Das Castell Son Claret, ein Leading Hotels of the World, war einmal im 19. Jahrhundert ein Schloss. 2013 ließ die Hamburger Unternehmerfamilie Kühne das Anwesen mit den 41 Zimmern und Suiten restaurieren und erweitern. Einige befinden sich im historischen Haupthaus, die Gartensuiten in den ehemaligen Ställen des Herrschaftshauses samt maurischem Brunnen und privaten Hof. Und in der Nähe befinden sich auch die neuen Poolsuiten, mit privatem Garten und Pool. Alles im Finca-Stil mit Castell-Attitüde.

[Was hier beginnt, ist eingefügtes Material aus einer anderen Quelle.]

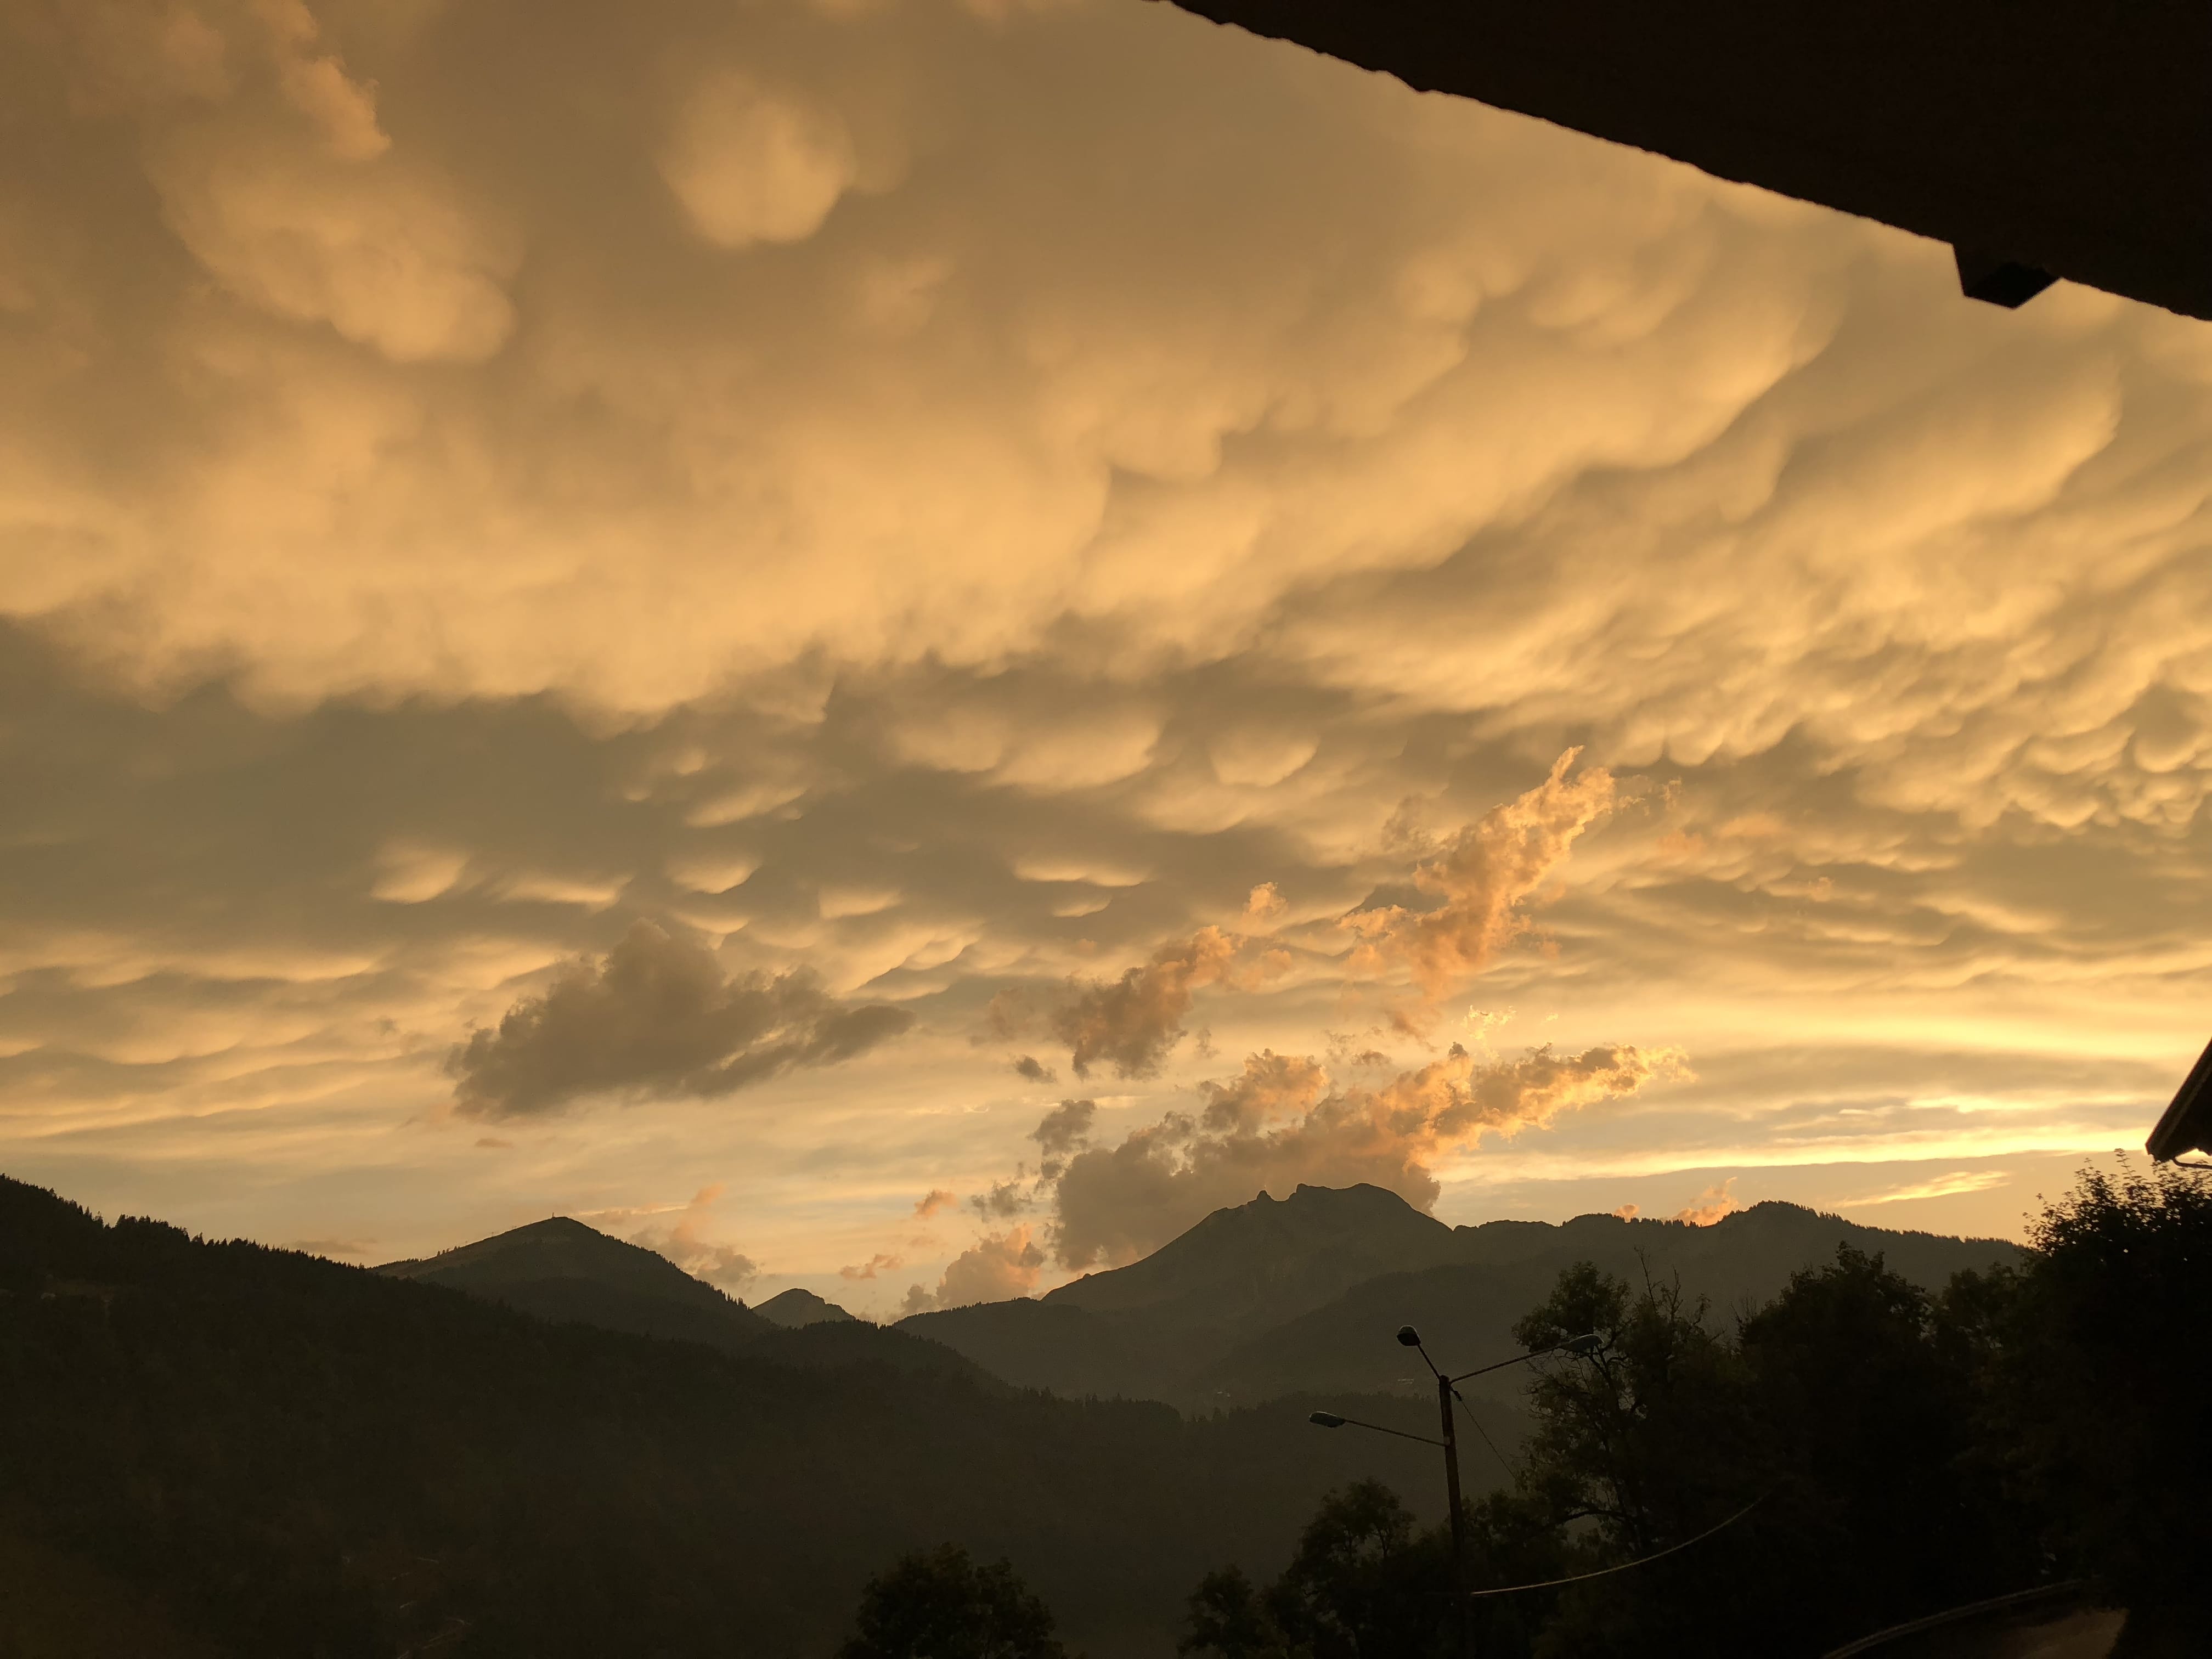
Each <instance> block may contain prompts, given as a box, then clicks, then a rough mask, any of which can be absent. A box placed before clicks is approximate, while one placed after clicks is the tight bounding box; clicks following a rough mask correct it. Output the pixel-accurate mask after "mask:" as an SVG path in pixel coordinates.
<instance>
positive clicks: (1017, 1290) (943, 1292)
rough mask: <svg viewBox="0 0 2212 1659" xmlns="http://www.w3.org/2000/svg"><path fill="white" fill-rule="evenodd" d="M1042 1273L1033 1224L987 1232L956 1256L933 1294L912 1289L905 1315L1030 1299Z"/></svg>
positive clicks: (906, 1303)
mask: <svg viewBox="0 0 2212 1659" xmlns="http://www.w3.org/2000/svg"><path fill="white" fill-rule="evenodd" d="M1040 1272H1044V1252H1042V1250H1040V1248H1037V1241H1035V1237H1033V1232H1031V1228H1029V1223H1022V1225H1018V1228H1006V1232H987V1234H984V1237H982V1239H978V1241H975V1243H973V1245H969V1248H967V1250H962V1252H960V1254H958V1256H953V1261H951V1265H949V1267H947V1270H945V1276H942V1279H938V1287H936V1290H933V1292H931V1290H922V1287H920V1285H911V1287H909V1290H907V1303H905V1312H907V1314H927V1312H929V1310H933V1307H967V1305H969V1303H1002V1301H1011V1298H1013V1296H1026V1294H1029V1292H1031V1290H1035V1287H1037V1274H1040Z"/></svg>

Ich wohne im Haupthaus in einer der beiden 70 m2 großen Turmsuiten mit meinem Lieblingsarbeitsplatz, der Panoramaterrasse samt Blick auf den so schlicht-schönen Pool. Innerhalb von zwei Minuten kann ich vom Zimmer aus morgens, mittags, abends ins Becken springen und die Berge um mich herum erschwimmen. Ein paar Kinder und viele Paare machen es mir gleich – alle im sonnigen Ruhe- statt Partymodus. Mallorca auf diese Weise in diesem Sommer – nichts ist gerade selbstverständlich, das scheint hier allen klar. Auch als sich viele später auf der Terrasse des Restaurants Oliviera wiedersehen. Jeder an seinem Tisch mit reichlich Abstand, jeder im regen Austausch mit dem Team, das genau weiss, was einem gerade schmecken könnte. „Distancing ohne große Einschränkungen“– das funktioniert im Castell auf ganzer Linie.
Einmal schnappe ich mir ein Fahrrad, das das Hotel bereitstellt, und fahre ins nächste Dorf, über Stock und Stein, vorbei an Eseln unter Bäumen und an Wanderschildern – wer Zeit und Muße hat, kann von hier aus direkt ins Gebirge starten. Ich wage später eine Stippvisite nach Palma de Mallorca und laufe nach einer 20-minütigen Taxifahrt am Strand entlang und danach durch die leere Altstadt. Alle tragen hier auch auf den Straßen Maske, überall bekommt man noch einen Platz auf den Terrassen der Cafés. Der Sommer 2020 auf einer der Lieblingsinseln der Deutschen – er ist vor allem pures Mallorca ohne Klischees.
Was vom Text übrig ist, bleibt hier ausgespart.